Investidor estrangeiro beneficiado pela liquidez
As empresas de commodities acompanharam os preços internacionais. Logo, o mercado reajustou a expectativa de lucro dessas companhias, que representam uma parcela relevante do Ibovespa num setor concentrado em large caps. “Quando o investidor estrangeiro entra na Bolsa brasileira, ele se beneficia com a maior liquidez“, diz Matheus Marques, estrategista do Itaú BBA. “Também é importante destacar a boa performance dos grandes bancos e da B3, que também têm liquidez interessante, e com valuation muito atrativo.”

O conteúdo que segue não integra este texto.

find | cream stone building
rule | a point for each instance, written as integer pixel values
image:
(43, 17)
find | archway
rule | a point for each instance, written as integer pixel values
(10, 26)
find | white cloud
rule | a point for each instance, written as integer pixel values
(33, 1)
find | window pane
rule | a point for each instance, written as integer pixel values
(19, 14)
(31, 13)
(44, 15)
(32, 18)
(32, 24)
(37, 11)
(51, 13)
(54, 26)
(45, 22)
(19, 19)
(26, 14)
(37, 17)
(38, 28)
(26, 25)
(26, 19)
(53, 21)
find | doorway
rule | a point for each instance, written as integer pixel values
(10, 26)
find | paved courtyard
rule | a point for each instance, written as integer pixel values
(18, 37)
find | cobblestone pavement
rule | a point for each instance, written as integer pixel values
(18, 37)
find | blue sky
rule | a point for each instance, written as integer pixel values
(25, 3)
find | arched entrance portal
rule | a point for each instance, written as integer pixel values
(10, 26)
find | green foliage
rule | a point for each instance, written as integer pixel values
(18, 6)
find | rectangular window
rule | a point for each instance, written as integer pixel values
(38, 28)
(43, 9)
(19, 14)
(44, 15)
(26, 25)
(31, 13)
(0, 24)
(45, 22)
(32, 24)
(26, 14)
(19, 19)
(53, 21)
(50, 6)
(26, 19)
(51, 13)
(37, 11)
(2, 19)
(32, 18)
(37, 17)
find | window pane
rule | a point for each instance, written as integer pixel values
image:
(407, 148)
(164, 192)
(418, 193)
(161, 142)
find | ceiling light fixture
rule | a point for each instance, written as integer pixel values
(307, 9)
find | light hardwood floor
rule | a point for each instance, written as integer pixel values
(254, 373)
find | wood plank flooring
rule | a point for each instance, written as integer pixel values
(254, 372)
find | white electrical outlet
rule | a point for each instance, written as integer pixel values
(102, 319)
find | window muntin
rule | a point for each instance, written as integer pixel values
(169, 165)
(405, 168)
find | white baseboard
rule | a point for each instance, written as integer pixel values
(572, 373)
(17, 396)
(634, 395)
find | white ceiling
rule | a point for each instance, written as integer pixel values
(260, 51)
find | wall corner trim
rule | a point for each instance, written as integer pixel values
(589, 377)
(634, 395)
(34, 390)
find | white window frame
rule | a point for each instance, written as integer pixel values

Juros afetam consumidores e custo das empresas
No mercado interno, cenário é desafiador: com os juros mais elevados, o poder de compra dos consumidores e o custo financeiro das empresas são atingidos. “Mas temos que destacar dois sub-setores que tiveram performance positiva: o de supermercados e de utilities”, afirma Matheus Marques, estrategista do Itaú BBA. Utilities engloba os serviços essenciais, como água, gás e energia, que são mais defensivos.
No final do dia, quando se compara o Brasil com outros países emergentes, estamos em uma posição melhor. “Temos uma moeda mais forte e somos menos afetado pela guerra. E ainda temos o diferencial dos juros, que ainda estão elevados”, afirma Matheus.